Ted Berg and Jung Hoon Lee, analysts at the Office of Financial Research, have published those figures in a new report on counterparty exposure to private credit arrangements.
Insurers accounted for 11% of the $997 billion in private credit assets that the analysts could find and about 29% of the $312 billion in "uncalled capital," or commitments to provide dry capital.
The analysts suggested that any problems that insurers or other counterparties had with living up to commitments to supply dry powder could cause problems for the private credit funds.
"While capital calls present minimal challenges during normal market conditions, they could become significant liquidity stressors during protracted market downturns," the analysts wrote in the report.
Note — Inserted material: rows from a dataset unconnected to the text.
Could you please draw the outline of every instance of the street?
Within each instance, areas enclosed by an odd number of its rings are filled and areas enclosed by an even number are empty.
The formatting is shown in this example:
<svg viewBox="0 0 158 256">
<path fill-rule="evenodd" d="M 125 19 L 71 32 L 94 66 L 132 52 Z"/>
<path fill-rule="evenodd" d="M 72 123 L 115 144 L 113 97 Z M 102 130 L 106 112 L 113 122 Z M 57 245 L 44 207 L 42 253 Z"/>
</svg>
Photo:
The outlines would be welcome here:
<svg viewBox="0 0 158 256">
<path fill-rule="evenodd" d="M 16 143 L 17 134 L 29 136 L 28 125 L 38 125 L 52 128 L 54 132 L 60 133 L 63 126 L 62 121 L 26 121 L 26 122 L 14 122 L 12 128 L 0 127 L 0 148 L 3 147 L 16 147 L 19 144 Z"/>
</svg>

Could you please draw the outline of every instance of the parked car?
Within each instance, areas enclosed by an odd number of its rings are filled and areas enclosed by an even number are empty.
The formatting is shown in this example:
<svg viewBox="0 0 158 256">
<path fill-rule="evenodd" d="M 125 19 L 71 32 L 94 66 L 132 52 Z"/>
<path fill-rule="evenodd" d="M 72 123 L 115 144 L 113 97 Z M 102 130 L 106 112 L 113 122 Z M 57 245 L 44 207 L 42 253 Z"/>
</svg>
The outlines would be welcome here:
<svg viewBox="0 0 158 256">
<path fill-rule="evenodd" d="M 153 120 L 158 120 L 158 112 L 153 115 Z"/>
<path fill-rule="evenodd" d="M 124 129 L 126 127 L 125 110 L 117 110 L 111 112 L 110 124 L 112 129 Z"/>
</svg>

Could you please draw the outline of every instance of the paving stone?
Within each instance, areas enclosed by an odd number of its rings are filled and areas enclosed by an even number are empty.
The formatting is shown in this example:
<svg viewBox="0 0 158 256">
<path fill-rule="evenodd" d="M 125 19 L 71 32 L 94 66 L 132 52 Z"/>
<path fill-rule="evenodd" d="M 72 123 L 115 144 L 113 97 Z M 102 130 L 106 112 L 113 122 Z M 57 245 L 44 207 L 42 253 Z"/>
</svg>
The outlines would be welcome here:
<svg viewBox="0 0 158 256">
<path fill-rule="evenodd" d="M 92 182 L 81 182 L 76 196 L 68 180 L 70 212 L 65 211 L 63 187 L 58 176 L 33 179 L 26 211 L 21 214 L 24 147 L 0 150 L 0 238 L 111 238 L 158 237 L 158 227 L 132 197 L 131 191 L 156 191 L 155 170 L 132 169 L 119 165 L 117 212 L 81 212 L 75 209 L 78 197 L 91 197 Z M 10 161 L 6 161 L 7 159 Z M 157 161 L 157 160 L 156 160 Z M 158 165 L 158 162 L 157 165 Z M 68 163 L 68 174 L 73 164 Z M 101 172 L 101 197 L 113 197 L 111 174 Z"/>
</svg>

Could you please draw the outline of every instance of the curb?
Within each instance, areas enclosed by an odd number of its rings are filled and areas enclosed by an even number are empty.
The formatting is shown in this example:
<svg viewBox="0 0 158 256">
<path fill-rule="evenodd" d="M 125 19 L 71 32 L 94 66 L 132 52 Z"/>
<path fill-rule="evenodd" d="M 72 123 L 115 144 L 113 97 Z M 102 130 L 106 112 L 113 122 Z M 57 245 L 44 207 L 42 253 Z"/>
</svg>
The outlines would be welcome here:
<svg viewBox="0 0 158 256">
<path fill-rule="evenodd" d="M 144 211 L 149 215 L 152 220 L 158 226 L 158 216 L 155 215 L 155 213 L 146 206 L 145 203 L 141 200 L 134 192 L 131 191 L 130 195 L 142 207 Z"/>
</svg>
If the insurer investors and other investors have trouble finding the cash to meet the commitments, that could force the investors to "sell more liquid assets, such as publicly traded stocks and bonds, to fulfill their contractual obligation," the analysts said.
Forced sales of stocks and bonds could, in turn, hurt the prices of those assets.
Office of Financial Research: The Office of Financial Research is an arm of the U.S. Treasury Department that helps the federal government understand the U.S. and world financial systems and identify events and trends that could affect financial stability.
Private credit: The analysts defined the term "private capital" to include "nonbank lending to small and midsize businesses that are rated below investment grade."
The analysts also included "lending to real estate development projects, infrastructure projects, and structured credit products."
The analysts excluded bank loans, corporate bonds that are registered as securities, and broadly syndicated loans.
The analysts did not distinguish between the investments of life and annuity issuers and other types of insurers in their report, but, because of life and annuity issuers' heavy need for investment arrangements that stay in place for many years, a high percentage of the insurance-related private credit assets and uncalled capital amounts included in the totals likely came from life and annuity issuers.
Some retail investors who had a chance to invest in private funds have become nervous about the funds in recent months and caused headaches for the fund managers by asking to pull cash out early.
The analysts emphasized that many of private credit fund managers use conservative strategies that minimize risk and help protect flexibility when investment prices are changing rapidly.
"Loans to private credit funds are often significantly overcollateralized to account for the riskiness in the underlying portfolio loans which serve as collateral," the analysts wrote.
But one concern is that policymakers may know less about the health of the loans in private credit portfolios than about the health of other types of loans, the analysts said.
Insurers' assets: The private credit asset holdings and dry-powder commitments described in the report are small relative to the size of life, health and annuity issuers' total assets.
The issuers held $9.3 trillion in assets in 2024, with $3.4 trillion of the total in corporate bonds, according to the American Council of Life Insurers.
Private credit assets amounted to only 1.2% of the issuers' total assets. The dry-powder commitments amounted to less than 1% of the total.